Desde la llegada de los dos jóvenes, la atmósfera del restaurante se ha transformado. Los dos hombres rojos guardan silencio; detallan sin incomodarse los encantos de la muchacha. El señor distinguido ha dejado el periódico y mira a la pareja complacido, casi cómplice. Piensa que la vejez es cuerda, la juventud bella; menea la cabeza con cierta coquetería: sabe que aún está hermoso, admirablemente conservado, que con su tez morena y su cuerpo delgado todavía puede seducir. Juega a sentirse paternal.
Los sentimientos de la mesera parecen más simples: se ha plantado delante de los jóvenes y los contempla con la boca abierta. Ellos hablan en voz baja. Les han servido entremeses, pero no los tocan.
Parando la oreja puedo pescar partes de la conversación.

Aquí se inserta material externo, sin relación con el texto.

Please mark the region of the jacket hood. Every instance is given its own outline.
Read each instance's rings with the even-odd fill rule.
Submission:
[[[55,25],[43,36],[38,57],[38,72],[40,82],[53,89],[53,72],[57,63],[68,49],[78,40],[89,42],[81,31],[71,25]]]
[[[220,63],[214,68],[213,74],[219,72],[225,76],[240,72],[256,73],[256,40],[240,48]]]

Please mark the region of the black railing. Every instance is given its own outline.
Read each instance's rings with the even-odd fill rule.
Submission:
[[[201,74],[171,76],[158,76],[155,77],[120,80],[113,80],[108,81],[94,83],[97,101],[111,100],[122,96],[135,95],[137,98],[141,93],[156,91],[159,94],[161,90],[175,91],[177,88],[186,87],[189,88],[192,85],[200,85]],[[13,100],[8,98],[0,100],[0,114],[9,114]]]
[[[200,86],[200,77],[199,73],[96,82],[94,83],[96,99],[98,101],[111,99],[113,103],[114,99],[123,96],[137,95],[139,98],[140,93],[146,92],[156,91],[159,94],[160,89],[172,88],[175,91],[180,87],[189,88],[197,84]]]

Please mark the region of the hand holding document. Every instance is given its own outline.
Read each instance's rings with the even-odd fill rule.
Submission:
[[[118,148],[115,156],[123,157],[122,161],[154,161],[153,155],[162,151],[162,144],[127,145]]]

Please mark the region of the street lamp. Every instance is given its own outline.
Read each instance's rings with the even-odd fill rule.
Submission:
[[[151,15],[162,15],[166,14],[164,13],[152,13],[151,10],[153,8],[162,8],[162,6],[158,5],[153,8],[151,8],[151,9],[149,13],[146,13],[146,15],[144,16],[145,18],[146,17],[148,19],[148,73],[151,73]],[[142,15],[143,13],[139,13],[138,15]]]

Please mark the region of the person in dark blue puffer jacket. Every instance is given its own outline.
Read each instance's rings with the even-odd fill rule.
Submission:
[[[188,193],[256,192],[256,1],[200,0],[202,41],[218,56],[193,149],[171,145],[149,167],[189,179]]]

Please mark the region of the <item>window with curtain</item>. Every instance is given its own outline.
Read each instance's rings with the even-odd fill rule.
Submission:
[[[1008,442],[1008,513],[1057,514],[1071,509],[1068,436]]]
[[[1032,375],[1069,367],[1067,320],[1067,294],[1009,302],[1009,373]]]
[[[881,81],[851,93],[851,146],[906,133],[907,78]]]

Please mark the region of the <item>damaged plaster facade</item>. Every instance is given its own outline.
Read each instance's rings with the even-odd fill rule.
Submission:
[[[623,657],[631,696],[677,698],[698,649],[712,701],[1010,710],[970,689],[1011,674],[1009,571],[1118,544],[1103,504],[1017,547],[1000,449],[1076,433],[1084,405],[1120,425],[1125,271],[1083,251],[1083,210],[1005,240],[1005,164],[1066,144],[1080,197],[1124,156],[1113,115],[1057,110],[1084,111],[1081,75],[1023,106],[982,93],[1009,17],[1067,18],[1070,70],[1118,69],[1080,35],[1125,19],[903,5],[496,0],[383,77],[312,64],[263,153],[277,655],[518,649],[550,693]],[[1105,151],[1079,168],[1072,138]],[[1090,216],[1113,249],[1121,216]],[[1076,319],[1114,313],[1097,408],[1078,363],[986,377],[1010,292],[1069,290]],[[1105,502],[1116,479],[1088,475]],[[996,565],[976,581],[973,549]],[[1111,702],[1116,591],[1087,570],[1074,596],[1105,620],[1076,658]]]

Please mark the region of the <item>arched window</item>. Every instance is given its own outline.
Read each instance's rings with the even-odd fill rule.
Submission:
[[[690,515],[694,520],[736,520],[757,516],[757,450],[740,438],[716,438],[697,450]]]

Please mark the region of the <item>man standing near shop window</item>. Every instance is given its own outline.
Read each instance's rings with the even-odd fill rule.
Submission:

Entiendo mejor lo que dice la mujer con su voz rica y velada.
—No, Jean, no.
— ¿Por qué no? — murmura el joven con apasionada vivacidad.
—Ya se lo he dicho.
—Esa no es una razón.
Se me escapan unas palabras; después la mujer hace un gesto encantador de cansancio:
—He probado demasiadas veces. Ya pasé la edad en que se puede empezar a vivir de nuevo. Soy vieja, ¿sabe?
El joven se ríe con ironía. Ella prosigue:
—No podría soportar una... decepción.
—Hay que tener confianza —dice el joven—; así como está, en este momento, usted no vive.
Ella suspira:
— ¡Lo sé!
—Mire a Jeannette.
—Sí—dice ella con un mohín.
—Bueno, a mí me parece muy bien lo que ha hecho. Ha tenido coraje.
—Pero—dice la muchacha— ella casi se precipitó sobre la ocasión. Le diré que si yo lo hubiese querido, habría tenido cientos de ocasiones de ese tipo. Preferí esperar.
—Tuvo usted razón —dice él tiernamente—, tuvo usted razón de esperarme.
La mujer ríe a su vez:
— ¡Qué vanidoso! Yo no he dicho eso.
No los escucho más: me irritan. Se acostarán juntos. Lo saben.
Cada uno sabe que el otro lo sabe. Pero como son jóvenes, y como cada uno quiere conservar su propia estima y la del otro, como el amor es una gran cosa poética que es preciso no espantar, van varias veces por semana a los bailes y a los restaurantes a ofrecer el espectáculo de sus pequeñas danzas rituales y mecánicas...
Después de todo, hay que matar el tiempo.
Son jóvenes y robustos, todavía tienen para una montaña de polvos.
Entonces no se dan prisa, se demoran y no están equivocados. Cuando se hayan acostado juntos, habrá que buscar otra cosa para ocultar el enorme absurdo de la existencia. Con todo... ¿es absolutamente necesario engañarse?
(Jean Paul Sartre La Náusea)
Despues de acostarse juntos ya no hay nada mas que hablar.